Submitted by QTR's Fringe Finance

This is the latest from Harris Kupperman, founder of Praetorian Capital, a hedge fund focused on using macro trends to guide stock selection. Mr. Kupperman is also the chief adventurer at Adventures in Capitalism, a website that details his investments and travels.

Harris is one of my favorite Twitter follows and I find his opinions - especially on macro and commodities - to be extremely resourceful. I’m certain my readers will find the same. I was excited when he offered up his latest to Fringe Finance about, in his words, why “the Fed is fuct”.

Harris On Why The Fed Is Screwed

The Fed is trapped in a box of their own creation. As a result, they may want to talk tough, but their ability to maneuver is severely restricted. The Fed claims that they’re targeting a terminal rate of 4.6% for Fed Funds, but if they did that for any period of time, they’d only succeed in blowing up the Treasury.

Our government has run obscene deficits over the past two decades. This was only made possible by the Fed suppressing interest rates. Despite a succession of Treasury Secretaries, the US debt was never termed out. The majority of the debt is actually quite short term. During 2021, the Federal government paid $392 billion in interest on $21.7 trillion of average debt outstanding—or an average interest rate of 1.8%.

Now imagine if Fed Funds actually got to the terminal rate and stayed there for any period of time. What would paying an average rate of 4.6% on year-end 2021 debt do to the interest expense? Well, it rises by $636 billion to $1.028 trillion or the more than the cost of our entire military spending of $801 billion in 2021. Ignoring the budget pressure, the interest cost would then be 4.5% of total GDP, up from 1.7% in 2021. That’s like tying a lead weight around the neck of our economy.

Both political parties have engaged in a drunken spending spree. There is zero political desire to reduce spending and it seems almost inevitable that deficits will continue and even expand into the future. The question is, “who then funds the increased cost of interest expense in addition to the already egregious annual deficits?”

Over the past few years, our deficits have increasingly been funded by the Federal Reserve purchasing government bonds through their QE, which is quite inflationary as we’re now learning. Except, QE is now going in reverse as the Fed claims that they’ll be selling off bonds as they conduct QT. If they’re selling bonds while the Treasury needs to accelerate their own debt issuances to cover the increased cost of interest, then rates will be forced higher—potentially much higher.

As rates go higher, government interest costs will increase, and the cycle will accelerate the cash drain from the Treasury. At some point, the Fed will be forced to step in and monetize this debt as the buyer of last resort—which is effectively what happens in most Emerging Market crises—often making the crisis much worse. This is a cycle that once started, gets ugly quite fast.

Just look at how fiercely the Japanese are defending the interest rate on their own sovereign debt. The Japanese must know that once rates rise, the whole game is over. The Bank of England belatedly came to a similar conclusion after only testing QT. Over here in the states, I’m not sure if the Fed has actually done any math on the issue.

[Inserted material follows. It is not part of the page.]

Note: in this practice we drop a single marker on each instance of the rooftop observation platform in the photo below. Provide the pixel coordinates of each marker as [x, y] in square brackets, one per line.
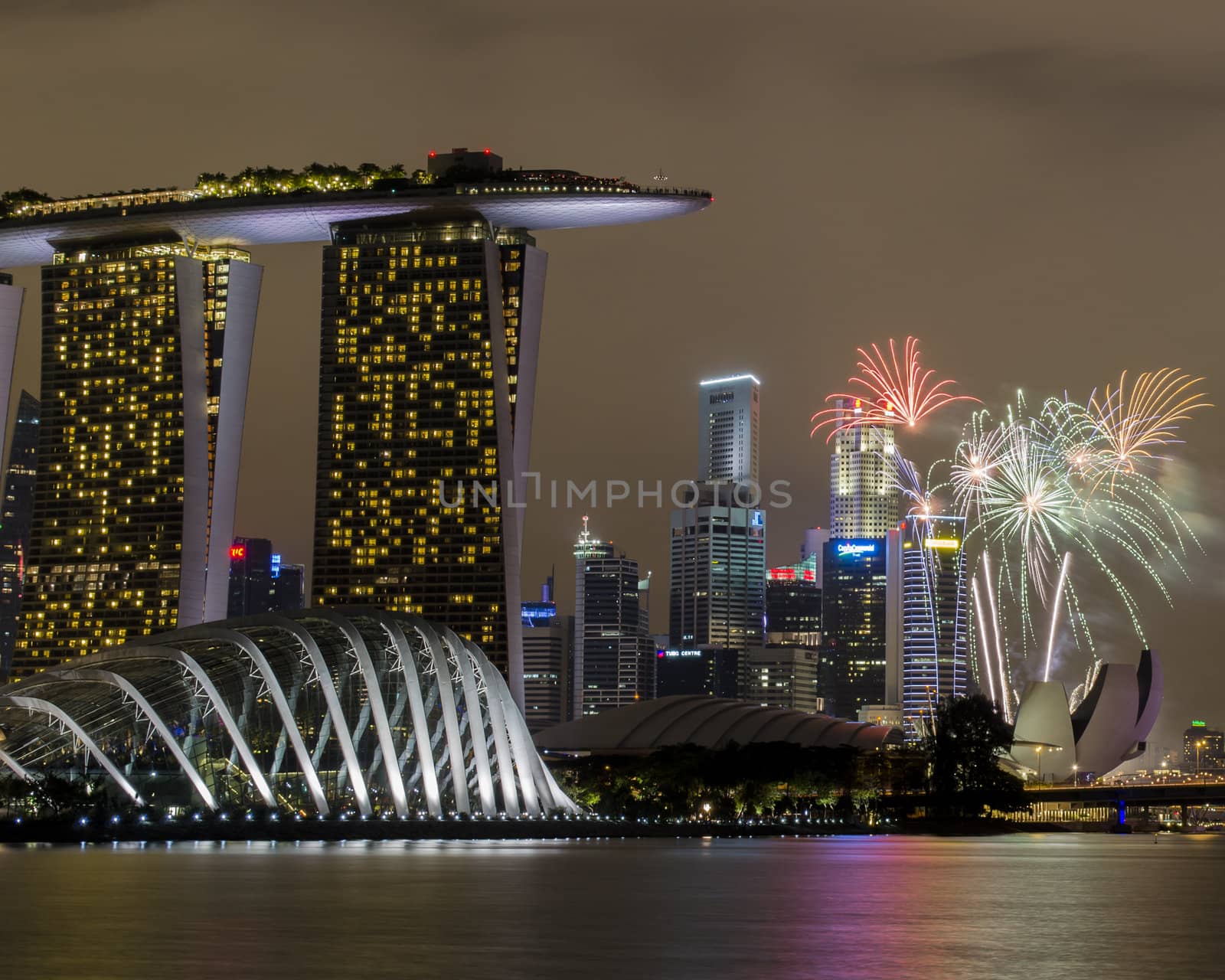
[567, 201]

Look, Powell may want to be Volcker. He may want to crush inflation. However, he’s trapped. The Fed simply cannot take rates up beyond a certain point without blowing up the Treasury and then being forced back into even more aggressive QE to absorb the bonds from the Treasury—which would only accelerate inflation. Besides, despite Powell desiring a recession to crimp inflation, he must realize that a recession will certainly crimp tax receipts—only making the deficits worse.

It’s all quite reflexive and low rates are what’s stopping the snowball from rolling down the hill. Raising rates will set an avalanche in motion. When your debt to GDP exceeds 100%, your ability to maneuver is restricted. The US is on the precipice of an Emerging Markets debt crisis and Powell seems determined to be the one who sets it all in motion, but only after he first blows up every other global Central Bank.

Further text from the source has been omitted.